3.3 ADXL345 Initialization and Data Acquisition

The ADXL345 requires initialization (range configuration, entering measurement mode) before use, followed by reading triaxial acceleration data (16-bit, LSB first).

// Define ADXL345 data structure: stores X/Y/Z triaxial acceleration values  
typedef struct {  
    short x; // X-axis acceleration  
    short y; // Y-axis acceleration  
    short z; // Z-axis acceleration  
} ADXL345_Data;  

// ADXL345 initialization: verify ID + configure range + enter measurement mode  
int adxl345_init(void)  
{  
    unsigned char dev_id;  
    
    // 1. Read device ID (DEVID register address 0x00, fixed value 0xE5)  
    dev_id = adxl345_read(0x00);  
    if(dev_id != 0xE5) {  
        return -1; // ID error, initialization failed  
    }  
    
    // 2. Configure DATA_FORMAT (0x31): ±16g range (0x0F)  
    adxl345_write(0x31, 0x0F);  
    
    // 3. Configure POWER_CTL (0x2D): 0x08 → enter measurement mode  
    adxl345_write(0x2D, 0x08);  
    
    return 0; // Initialization successful  
}  

// Read ADXL345 triaxial acceleration data  
ADXL345_Data adxl345_read_data(void)  
{  
    ADXL345_Data data;  
    
    // X-axis: low byte (0x32) + high byte (0x33)  
    data.x = adxl345_read(0x32);  
    data.x |= (short)(adxl345_read(0x33) << 8);  
    
    // Y-axis: low byte (0x34) + high byte (0x35)  
    data.y = adxl345_read(0x34);  
    data.y |= (short)(adxl345_read(0x35) << 8);  
    
    // Z-axis: low byte (0x36) + high byte (0x37)  
    data.z = adxl345_read(0x36);  
    data.z |= (short)(adxl345_read(0x37) << 8);  
    
    return data;  
}  

4. Main Function Test: Verify SPI Driver Functionality

Finally, write the main function to initialize hardware and loop through reading acceleration data, which can be printed via UART (requires prior UART initialization).

int main(void)  
{  
    ADXL345_Data accel_data;  
    
    // 1. Initialize SPI3  
    spi3_init();  
    
    // 2. Initialize ADXL345  
    if(adxl345_init() != 0) {  
        // Print ID error via UART (requires uart_printf implementation)  
        uart_printf("ADXL345 init failed!
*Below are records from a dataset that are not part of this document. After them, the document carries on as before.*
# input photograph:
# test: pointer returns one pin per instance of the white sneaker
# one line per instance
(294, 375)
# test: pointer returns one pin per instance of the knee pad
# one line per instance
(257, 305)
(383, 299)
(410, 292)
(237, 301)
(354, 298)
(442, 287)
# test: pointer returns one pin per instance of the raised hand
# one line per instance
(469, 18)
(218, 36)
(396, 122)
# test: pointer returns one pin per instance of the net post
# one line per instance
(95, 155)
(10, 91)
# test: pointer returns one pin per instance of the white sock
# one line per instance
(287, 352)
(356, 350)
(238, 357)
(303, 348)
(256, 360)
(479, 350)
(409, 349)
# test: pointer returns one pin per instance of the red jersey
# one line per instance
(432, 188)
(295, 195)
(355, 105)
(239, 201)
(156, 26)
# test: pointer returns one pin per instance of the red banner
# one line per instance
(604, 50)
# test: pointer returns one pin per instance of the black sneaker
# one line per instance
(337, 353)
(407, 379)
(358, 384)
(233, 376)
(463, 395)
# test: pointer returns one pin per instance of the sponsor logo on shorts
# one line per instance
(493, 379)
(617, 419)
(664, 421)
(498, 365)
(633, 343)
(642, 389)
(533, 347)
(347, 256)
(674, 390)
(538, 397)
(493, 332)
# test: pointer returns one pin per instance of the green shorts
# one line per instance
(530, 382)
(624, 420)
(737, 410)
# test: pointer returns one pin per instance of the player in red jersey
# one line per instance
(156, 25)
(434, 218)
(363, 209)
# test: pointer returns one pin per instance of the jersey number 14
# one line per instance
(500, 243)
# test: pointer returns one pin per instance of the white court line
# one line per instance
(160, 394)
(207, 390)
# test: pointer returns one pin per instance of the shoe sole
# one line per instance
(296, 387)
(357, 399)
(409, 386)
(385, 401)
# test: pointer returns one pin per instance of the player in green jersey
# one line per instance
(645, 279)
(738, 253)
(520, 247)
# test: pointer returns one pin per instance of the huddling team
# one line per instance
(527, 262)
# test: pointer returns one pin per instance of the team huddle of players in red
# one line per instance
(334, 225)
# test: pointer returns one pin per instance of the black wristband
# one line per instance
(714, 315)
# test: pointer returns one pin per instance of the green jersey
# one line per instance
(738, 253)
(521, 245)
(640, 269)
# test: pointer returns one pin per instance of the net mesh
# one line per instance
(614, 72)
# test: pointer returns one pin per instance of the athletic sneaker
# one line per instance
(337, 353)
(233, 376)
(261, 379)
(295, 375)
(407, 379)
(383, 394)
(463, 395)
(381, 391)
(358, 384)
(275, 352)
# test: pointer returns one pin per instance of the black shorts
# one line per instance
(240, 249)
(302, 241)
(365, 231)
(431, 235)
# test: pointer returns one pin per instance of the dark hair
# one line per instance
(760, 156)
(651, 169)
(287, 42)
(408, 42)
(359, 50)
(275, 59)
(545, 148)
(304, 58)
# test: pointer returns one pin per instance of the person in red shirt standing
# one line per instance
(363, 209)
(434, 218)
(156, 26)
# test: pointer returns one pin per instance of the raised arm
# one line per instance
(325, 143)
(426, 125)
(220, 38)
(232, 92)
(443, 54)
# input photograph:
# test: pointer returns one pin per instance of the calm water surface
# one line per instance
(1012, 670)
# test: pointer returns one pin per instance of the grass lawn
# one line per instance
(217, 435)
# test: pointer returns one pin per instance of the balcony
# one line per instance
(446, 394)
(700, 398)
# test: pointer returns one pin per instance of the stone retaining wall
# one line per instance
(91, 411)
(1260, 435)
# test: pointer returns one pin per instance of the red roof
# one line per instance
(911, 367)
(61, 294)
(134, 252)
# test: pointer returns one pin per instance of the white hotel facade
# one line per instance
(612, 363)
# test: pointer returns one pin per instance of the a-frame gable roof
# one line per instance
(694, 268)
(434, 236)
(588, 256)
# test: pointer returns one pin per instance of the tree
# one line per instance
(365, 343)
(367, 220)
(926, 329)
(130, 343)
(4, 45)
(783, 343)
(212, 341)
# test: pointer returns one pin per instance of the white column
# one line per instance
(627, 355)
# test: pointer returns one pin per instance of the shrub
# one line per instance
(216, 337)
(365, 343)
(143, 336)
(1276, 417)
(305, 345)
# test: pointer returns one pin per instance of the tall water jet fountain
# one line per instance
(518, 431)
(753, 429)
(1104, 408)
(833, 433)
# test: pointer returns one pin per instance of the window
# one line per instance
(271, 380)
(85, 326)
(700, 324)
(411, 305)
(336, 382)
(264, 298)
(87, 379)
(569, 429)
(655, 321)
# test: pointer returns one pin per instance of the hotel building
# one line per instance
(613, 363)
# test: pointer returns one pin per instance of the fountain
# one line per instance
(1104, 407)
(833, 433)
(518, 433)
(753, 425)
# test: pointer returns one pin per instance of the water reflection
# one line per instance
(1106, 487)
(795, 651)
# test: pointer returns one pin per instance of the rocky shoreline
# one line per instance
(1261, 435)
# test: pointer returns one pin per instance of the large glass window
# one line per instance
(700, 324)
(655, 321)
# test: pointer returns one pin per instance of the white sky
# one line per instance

ID error\r\n");  
        while(1);  
    }  
    uart_printf("ADXL345 init success!\r\n");  
    
    // 3. Loop to read triaxial data  
    while(1) {  
        accel_data = adxl345_read_data();  
        // Print X/Y/Z axis data  
        uart_printf("X: %d, Y: %d, Z: %d\r\n", accel_data.x, accel_data.y, accel_data.z);  
        // Simple delay  
        for(int i=0; i<1000000; i++);  
    }  
    
    return 0;  
}  

5. Practical Debugging: Common Issue Troubleshooting

Beginners most frequently encounter issues like "ID read as 0/255" or "data fluctuations." Follow these steps to troubleshoot:

5.1 Abnormal ID Reading (0/255)

1. Hardware Wiring: Check if SCLK/MOSI/MISO/CS pins are reversed or poorly soldered.
2. CS Level: Use a multimeter to measure GPIO1_IO20---ensure it pulls low during register reads and high afterward.
3. SPI Mode: Confirm CONFIGREG's CPOL (1<<20) and CPHA (1<<0) are correctly configured (Mode 3).
4. Clock Division: ECSPI3's clock must not exceed ADXL345's maximum rate (5MHz). This example uses 4.4MHz after division, meeting requirements.
5. Logic Analyzer Capture : Observe whether MOSI sends 0x80 (read ID command) and MISO returns 0xE5.

5.2 Data Fluctuations

1. Power Stability: ADXL345 requires 3.3V power supply---ensure minimal ripple.
2. Grounding: Sensor GND must share ground with IMX6ULL to avoid interference.
3. Range Configuration: Verify DATA_FORMAT register range matches data parsing (e.g., ±16g corresponds to 13mg/LSB resolution).

6. Summary

This article starts with SPI protocol principles, completes IMX6ULL ECSPI3 low-level configuration, encapsulates ADXL345 register read/write operations, and ultimately achieves triaxial acceleration data acquisition. Key takeaways:

1. SPI's core lies in timing matching (CPOL/CPHA), which must align with the peripheral.
2. IMX6ULL ECSPI configuration focuses on "master mode + data length + clock division."
3. ADXL345's essence is "register read/write rules" (read address MSB=1, write address MSB=0).
4. In bare-metal development, "FIFO waiting" and "CS level control" are critical SPI communication details.